Хейли училась в выпускном классе и два последних года становилась королевой школы. Она и ее парень, Брейди, были как Бред Питт и Анджелина Джоли в Стерлинг Хай. Джози верила, что они с Мэттом унаследуют эти роли, когда Хейли и Брейди окончат школу. Даже не теряющие надежду девочки, которые были без ума от загадочной улыбки и атлетического тела Брейди, признавали романтическую справедливость в том, что он встречается с Хейли, самой красивой девочкой школы. Водопадом светлых волос и ярко-голубыми глазами она всегда напоминала Джози сказочную фею — безмятежное небесное существо, которое спускается вниз, только чтобы исполнить чье-то заветное желание.
О них постоянно рассказывали истории: как Брейди отказался от футбольной стипендии в колледже, где не было искусствоведческого факультета для Хейли; как Хейли сделала татуировку с инициалами Брейди в месте, где никто не мог ее увидеть; как на их первом свидании все пассажирское сиденье в «хонде» Брейди было усыпано лепестками роз. Джози, которая общалась с Хейли, знала, что большинство этих историй были выдумкой. Хейли сама призналась, что, во-первых, татуировка была временная, во-вторых, были не лепестки роз, а букет сирени, которую Брейди наворовал в соседском саду.
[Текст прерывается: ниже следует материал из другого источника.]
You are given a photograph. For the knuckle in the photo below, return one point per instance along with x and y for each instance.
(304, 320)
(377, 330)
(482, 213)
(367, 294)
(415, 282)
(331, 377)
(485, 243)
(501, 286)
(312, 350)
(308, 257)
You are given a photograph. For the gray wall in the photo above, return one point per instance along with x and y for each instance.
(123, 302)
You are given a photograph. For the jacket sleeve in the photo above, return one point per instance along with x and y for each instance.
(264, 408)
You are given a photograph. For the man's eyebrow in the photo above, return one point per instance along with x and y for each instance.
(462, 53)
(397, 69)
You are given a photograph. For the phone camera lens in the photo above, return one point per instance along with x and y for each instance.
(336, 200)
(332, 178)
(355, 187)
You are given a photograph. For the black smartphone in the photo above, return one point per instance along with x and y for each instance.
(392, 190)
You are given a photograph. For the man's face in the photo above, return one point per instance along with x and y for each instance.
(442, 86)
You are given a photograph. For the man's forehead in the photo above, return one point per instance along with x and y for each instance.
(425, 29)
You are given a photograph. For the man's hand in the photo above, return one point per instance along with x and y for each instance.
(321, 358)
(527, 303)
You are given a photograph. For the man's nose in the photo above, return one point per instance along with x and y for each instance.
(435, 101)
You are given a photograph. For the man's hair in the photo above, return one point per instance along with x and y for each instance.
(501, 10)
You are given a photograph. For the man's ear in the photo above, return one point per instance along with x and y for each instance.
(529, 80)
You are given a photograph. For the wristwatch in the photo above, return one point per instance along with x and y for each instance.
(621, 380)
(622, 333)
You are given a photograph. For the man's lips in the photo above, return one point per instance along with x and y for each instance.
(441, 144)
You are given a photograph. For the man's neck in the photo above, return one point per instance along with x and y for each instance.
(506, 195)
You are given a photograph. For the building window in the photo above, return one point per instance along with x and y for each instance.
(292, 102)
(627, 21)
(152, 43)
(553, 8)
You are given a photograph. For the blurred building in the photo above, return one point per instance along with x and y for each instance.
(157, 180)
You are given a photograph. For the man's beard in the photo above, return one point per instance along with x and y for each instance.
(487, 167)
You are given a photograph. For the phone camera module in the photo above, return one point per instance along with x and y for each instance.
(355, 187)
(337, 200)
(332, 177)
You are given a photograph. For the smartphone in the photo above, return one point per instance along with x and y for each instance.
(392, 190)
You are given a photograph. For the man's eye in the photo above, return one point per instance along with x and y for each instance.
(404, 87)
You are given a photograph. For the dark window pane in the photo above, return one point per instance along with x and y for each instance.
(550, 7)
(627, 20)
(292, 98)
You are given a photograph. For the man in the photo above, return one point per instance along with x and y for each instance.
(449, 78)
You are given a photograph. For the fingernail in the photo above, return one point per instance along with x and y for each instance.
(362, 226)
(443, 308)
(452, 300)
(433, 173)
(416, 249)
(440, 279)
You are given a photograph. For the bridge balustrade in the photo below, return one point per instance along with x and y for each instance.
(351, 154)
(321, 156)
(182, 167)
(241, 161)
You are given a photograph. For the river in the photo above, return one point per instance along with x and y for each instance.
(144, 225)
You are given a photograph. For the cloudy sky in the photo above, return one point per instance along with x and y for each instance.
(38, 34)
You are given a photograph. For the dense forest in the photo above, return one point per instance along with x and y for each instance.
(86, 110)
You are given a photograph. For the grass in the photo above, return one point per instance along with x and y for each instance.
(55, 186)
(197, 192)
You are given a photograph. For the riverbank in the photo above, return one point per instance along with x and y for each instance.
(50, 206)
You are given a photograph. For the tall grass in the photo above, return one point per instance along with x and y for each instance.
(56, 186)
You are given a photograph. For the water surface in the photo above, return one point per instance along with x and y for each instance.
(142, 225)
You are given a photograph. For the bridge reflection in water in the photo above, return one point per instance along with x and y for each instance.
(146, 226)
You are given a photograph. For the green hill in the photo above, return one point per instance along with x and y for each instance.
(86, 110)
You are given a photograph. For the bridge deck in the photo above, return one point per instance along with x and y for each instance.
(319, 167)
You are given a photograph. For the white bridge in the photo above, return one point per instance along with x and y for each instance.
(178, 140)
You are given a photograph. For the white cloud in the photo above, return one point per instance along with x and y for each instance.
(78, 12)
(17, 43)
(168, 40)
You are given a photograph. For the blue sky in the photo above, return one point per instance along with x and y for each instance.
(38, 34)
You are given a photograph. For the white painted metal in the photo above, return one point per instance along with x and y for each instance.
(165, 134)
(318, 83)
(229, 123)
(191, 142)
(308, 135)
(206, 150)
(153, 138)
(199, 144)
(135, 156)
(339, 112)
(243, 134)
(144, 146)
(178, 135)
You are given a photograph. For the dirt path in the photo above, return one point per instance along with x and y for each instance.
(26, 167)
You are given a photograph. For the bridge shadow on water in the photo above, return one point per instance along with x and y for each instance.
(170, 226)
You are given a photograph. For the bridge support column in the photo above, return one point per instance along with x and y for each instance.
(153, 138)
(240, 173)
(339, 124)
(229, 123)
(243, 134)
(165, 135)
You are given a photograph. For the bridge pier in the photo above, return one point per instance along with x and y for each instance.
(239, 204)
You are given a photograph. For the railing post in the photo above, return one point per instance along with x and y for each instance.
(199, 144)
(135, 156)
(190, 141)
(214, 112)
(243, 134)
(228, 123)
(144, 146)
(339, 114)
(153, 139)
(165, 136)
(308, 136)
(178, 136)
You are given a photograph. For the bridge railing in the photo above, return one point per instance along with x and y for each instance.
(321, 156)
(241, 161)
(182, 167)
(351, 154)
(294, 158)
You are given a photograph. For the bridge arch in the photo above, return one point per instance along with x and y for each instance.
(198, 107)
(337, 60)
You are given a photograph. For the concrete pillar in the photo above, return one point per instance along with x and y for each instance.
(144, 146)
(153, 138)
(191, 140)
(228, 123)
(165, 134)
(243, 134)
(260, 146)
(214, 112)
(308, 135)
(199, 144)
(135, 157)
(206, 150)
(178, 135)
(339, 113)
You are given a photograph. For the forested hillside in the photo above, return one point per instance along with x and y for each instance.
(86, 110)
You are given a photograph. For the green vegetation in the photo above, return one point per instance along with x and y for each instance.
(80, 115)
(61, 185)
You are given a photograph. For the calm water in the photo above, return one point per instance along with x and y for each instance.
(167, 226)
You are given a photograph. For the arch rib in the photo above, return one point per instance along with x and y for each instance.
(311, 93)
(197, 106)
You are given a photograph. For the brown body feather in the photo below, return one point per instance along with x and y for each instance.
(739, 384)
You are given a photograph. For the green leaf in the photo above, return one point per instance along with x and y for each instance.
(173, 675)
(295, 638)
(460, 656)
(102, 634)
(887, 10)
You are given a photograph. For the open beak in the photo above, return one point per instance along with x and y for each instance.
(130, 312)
— Джози? — прошептала Хейли из глубины палаты. — Это ты?
Джози почувствовала, как мама взяла ее за локоть, пытаясь удержать. Но тут родители Хейли, за спинами которых кровати не было видно, отодвинулись.
Правая половина лица Хейли была закрыта бинтами, и голова с этой стороны была обрита наголо. Нос был сломан, а белок незакрытого повязкой глаза был красным. Мама Джози молча вздохнула.